Google sfida Apple, chiudendo il supporto al codec H.264 su Chromium

MPEG LALa «guerra fredda» tra Apple e Google si sta "scaldando" e non riguarda soltanto il settore mobile. È noto che iOS abbia un pessimo rapporto con Adobe, mentre Android supporta Flash Player. La sfida tra le multinazionali supera, però, il comparto degli smartphone: entrambe le aziende utilizzano WebKit, un motore open source, per i propri browser. Tanto Safari, quanto Chrome contribuisce allo sviluppo dell'engine.

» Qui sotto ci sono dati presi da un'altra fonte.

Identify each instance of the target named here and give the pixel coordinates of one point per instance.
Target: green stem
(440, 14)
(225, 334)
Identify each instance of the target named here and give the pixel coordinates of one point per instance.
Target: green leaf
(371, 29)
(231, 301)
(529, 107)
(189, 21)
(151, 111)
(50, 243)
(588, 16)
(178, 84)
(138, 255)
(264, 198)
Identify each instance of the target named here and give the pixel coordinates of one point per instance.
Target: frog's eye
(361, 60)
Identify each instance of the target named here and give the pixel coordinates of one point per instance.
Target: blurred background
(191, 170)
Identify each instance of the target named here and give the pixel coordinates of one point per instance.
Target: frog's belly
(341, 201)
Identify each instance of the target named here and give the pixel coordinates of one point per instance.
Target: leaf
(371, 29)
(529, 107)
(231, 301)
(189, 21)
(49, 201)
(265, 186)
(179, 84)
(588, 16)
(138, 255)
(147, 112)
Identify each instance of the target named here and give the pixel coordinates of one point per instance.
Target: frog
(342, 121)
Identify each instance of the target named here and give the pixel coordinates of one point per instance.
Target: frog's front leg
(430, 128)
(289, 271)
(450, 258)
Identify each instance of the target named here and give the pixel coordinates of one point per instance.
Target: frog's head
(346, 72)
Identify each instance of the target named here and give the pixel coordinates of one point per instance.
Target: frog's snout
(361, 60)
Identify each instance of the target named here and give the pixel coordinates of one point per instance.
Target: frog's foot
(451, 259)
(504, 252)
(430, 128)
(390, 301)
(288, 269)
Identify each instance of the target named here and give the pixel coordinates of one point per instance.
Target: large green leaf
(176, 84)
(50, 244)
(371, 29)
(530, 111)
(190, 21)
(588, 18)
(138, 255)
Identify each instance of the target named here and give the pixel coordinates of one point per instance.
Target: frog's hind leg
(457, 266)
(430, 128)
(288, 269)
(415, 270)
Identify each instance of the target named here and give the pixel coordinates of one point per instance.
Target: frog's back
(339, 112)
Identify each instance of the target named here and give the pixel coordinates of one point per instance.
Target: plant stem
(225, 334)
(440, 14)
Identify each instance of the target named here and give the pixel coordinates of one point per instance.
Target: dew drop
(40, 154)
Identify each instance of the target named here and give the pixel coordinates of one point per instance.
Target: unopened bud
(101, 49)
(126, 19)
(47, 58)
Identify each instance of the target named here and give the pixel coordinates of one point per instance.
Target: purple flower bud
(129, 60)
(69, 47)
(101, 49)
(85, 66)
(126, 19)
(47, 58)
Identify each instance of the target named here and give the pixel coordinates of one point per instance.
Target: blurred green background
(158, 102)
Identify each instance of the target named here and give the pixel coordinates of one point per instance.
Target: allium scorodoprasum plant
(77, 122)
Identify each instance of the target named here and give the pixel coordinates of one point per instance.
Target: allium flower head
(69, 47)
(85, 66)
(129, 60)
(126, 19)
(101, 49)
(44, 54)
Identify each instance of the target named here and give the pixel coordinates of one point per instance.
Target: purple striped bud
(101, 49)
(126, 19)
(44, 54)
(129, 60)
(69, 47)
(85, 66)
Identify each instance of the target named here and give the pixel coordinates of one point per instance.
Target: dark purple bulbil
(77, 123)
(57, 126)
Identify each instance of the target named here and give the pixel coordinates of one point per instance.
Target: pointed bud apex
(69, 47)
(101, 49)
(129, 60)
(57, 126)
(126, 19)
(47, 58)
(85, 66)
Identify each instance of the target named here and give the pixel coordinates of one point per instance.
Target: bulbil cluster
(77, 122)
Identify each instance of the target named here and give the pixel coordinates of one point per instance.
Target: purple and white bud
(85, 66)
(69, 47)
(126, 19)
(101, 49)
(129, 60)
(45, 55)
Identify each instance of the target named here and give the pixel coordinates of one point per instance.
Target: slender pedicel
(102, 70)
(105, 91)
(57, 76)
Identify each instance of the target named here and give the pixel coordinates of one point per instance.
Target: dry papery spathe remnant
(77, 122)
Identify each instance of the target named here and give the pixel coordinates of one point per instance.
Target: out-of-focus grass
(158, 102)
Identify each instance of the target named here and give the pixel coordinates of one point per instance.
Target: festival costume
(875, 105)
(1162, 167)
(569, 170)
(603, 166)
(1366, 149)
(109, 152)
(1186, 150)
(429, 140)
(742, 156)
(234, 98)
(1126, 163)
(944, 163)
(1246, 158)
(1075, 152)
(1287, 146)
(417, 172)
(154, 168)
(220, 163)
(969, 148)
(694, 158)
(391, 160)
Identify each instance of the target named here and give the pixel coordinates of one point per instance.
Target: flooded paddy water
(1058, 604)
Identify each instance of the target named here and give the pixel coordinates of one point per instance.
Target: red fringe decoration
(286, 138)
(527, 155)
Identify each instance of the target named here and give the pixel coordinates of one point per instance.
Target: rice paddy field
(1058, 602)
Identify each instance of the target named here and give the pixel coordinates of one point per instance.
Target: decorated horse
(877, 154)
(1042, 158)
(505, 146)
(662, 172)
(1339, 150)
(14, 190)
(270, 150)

Il presente e il futuro del web sono in HTML5 — che introduce la riproduzione diretta dei contenuti audiovisivi. Musica e filmati hanno codifiche differenti e Google ha scelto di scartare quella prevista da H.264 (il codec mantenuto dal consorzio MPEG LA) per favorire VP8. È una mossa che si prevedeva già dalla nascita del progetto WebM: il risultato consisterà in una minore diffusione dei formati MPEG sulla rete.

La strategia di Google è importante perché sottrae ad Apple la possibilità di controllare il mercato: WebM/VP8 è open source, mentre H.264 è più o, meno freeware. La differenza non è sottile, benché per gli utenti si traduca per entrambi nella gratuità del codec. Se Google e Adobe optassero per un taglio su Android, YouTube e Flash Player... Apple perderebbe un'enorme fonte di reddito. I produttori pagano per H.264.